Chesapeake Bay State Governors Recommit to Restoration

Chesapeake Executive Council Met to Discuss Restoration Effort

Virginia’s Governor, Glenn Youngkin, attended the Chesapeake Executive Council on Dec 10th to discuss the current state of the effort to restore the Chesapeake Bay and its rivers and streams.

The Chesapeake Bay Agreement, signed in 2014, set the deadline to have all pollution reduction practices in place by 2025. While acknowledging we will not meet all the goals set in the Agreement, Chesapeake Executive Council Chair Governor Moore led a recommitment to the restoration effort and issued a directive for the Chesapeake Bay Program to evaluate all the goals and outcomes of the 2014 Agreement and prepare a report of recommended updates by next year’s Executive Council meeting. The Executive Council also issued a directive to evaluate the structure of the Chesapeake Bay Program, ensuring that its work and processes are open to the public and accessible, with a report ready by the 2026 Executive Council meeting.

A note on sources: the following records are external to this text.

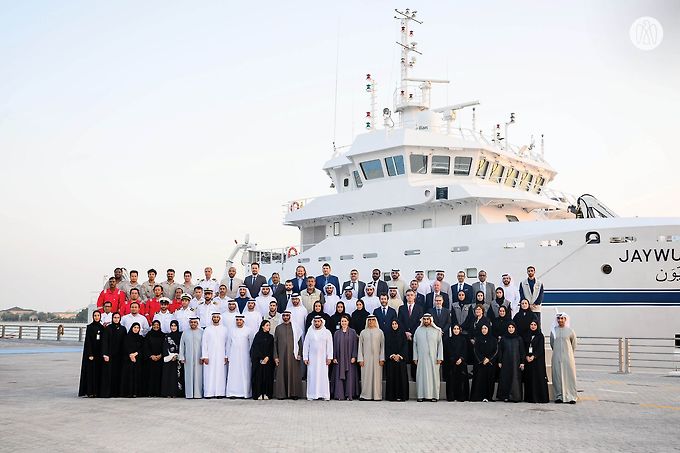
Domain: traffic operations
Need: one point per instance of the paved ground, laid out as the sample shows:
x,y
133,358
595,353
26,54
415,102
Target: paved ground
x,y
39,410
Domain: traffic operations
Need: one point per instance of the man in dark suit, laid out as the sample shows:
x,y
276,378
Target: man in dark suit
x,y
380,285
276,285
300,279
358,287
436,291
420,299
283,298
255,281
409,319
326,277
462,286
441,315
385,314
488,288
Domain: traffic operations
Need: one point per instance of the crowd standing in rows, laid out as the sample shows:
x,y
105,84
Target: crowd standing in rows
x,y
260,338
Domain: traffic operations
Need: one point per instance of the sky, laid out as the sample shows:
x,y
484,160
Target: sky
x,y
155,133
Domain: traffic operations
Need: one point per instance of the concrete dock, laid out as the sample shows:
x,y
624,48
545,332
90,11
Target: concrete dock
x,y
39,410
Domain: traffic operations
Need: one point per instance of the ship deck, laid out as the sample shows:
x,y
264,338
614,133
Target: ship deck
x,y
40,410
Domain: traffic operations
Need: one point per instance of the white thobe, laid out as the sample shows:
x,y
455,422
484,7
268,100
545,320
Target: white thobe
x,y
298,316
214,348
182,316
128,320
371,303
164,319
317,348
252,320
238,351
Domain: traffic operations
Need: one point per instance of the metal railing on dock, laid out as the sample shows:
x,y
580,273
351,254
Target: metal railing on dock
x,y
61,332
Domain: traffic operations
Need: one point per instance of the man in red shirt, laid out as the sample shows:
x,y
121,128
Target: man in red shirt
x,y
111,294
153,305
177,301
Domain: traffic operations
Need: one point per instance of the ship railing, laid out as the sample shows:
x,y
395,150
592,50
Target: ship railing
x,y
60,332
277,255
628,355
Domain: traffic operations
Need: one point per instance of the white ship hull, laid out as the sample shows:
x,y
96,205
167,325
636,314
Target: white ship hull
x,y
639,298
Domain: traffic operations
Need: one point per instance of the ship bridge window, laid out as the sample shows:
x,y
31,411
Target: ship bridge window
x,y
461,165
497,172
357,179
395,165
539,184
511,177
372,169
622,239
482,167
418,163
551,243
441,165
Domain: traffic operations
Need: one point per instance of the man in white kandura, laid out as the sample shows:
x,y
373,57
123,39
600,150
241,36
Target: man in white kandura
x,y
317,352
428,354
238,354
214,358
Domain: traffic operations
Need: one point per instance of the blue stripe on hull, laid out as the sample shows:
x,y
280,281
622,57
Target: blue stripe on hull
x,y
608,298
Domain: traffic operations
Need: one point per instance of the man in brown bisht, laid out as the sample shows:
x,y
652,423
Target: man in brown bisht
x,y
371,358
287,356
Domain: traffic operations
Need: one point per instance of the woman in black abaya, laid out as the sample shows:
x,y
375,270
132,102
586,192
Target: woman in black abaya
x,y
90,369
535,376
112,353
511,364
153,354
396,354
485,350
457,381
131,375
172,380
262,359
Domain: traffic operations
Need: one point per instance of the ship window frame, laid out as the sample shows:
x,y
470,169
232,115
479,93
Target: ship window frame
x,y
419,168
495,167
357,179
375,172
511,177
395,165
459,168
438,168
482,167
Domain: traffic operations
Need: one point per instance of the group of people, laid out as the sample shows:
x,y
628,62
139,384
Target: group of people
x,y
260,338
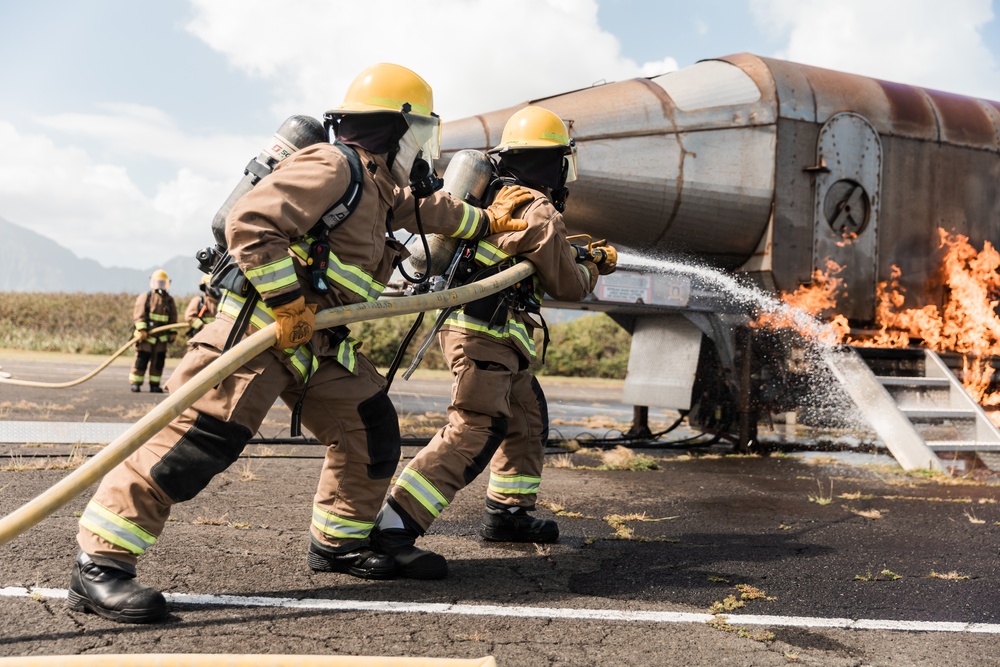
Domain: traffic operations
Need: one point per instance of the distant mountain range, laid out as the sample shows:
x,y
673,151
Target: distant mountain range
x,y
30,262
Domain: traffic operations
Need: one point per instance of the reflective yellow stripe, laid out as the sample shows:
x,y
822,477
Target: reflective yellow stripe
x,y
470,223
301,358
512,329
514,484
339,527
116,529
423,491
350,277
488,254
273,276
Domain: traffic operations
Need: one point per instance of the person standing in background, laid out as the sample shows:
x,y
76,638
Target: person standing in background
x,y
155,308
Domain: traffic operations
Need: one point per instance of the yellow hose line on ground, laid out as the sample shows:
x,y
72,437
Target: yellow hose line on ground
x,y
107,362
178,401
208,660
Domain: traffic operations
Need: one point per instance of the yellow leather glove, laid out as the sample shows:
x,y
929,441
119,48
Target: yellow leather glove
x,y
605,257
509,198
295,323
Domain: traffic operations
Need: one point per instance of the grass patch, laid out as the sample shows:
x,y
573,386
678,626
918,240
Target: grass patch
x,y
623,458
867,514
948,576
884,575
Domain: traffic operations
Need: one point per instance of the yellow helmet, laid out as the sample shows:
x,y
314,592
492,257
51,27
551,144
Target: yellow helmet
x,y
159,280
388,87
538,128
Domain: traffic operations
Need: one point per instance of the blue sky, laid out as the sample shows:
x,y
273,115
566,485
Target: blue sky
x,y
128,123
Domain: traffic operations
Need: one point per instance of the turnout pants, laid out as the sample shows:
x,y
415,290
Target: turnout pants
x,y
349,412
152,355
497,418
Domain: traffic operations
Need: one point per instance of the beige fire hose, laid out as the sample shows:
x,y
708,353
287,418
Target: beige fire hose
x,y
210,660
105,364
177,401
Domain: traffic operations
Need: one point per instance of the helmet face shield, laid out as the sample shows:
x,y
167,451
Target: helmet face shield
x,y
571,161
425,132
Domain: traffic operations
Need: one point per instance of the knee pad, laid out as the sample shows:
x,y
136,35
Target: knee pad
x,y
205,450
378,414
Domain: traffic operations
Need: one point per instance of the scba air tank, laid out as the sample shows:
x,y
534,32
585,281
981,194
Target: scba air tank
x,y
295,133
467,177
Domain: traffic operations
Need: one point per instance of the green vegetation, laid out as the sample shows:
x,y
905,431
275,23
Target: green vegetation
x,y
592,346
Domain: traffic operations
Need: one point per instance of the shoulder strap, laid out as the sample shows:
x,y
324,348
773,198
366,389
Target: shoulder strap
x,y
342,209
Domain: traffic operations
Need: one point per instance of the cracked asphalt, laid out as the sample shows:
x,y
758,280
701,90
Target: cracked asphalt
x,y
814,538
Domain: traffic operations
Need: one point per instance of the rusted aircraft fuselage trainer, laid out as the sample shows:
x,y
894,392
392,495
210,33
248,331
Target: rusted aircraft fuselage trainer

Statement from Choose Clean Water Coalition

Virginia Conservation Network serves as the Virginia state lead of the Choose Clean Water Coalition, who issued the following statement:

“For more than a decade, efforts to restore the Chesapeake Bay and its rivers and streams have circled 2025 on the calendar. At this pivotal moment, we applaud Governors Moore, Shapiro, and Youngkin for recommitting to the Bay restoration effort.

“We are seeing real progress throughout the Bay region. Water quality is improving, vital habitats are rebounding, and public access to our treasured waterways and green spaces is growing. But there is much more work ahead to leave a legacy of clean water to future generations.

“Now more than ever, we need strong local and state leadership to propel this regional restoration effort forward. And with clean water at the heart of every healthy community, we need an updated Chesapeake Bay Agreement that embraces a holistic view of restoration. As the Bay Program begins to evaluate the next phase of the Bay Agreement, we urge them to base their recommendations on the latest science and center the impacts on people as they consider future goals and objectives.

“The Choose Clean Water Coalition and our more than 300 nonprofit member organizations will closely follow the developments on the next steps for the Bay cleanup and look for opportunities to assist by providing our expertise and experience working with communities throughout the Chesapeake Bay watershed.”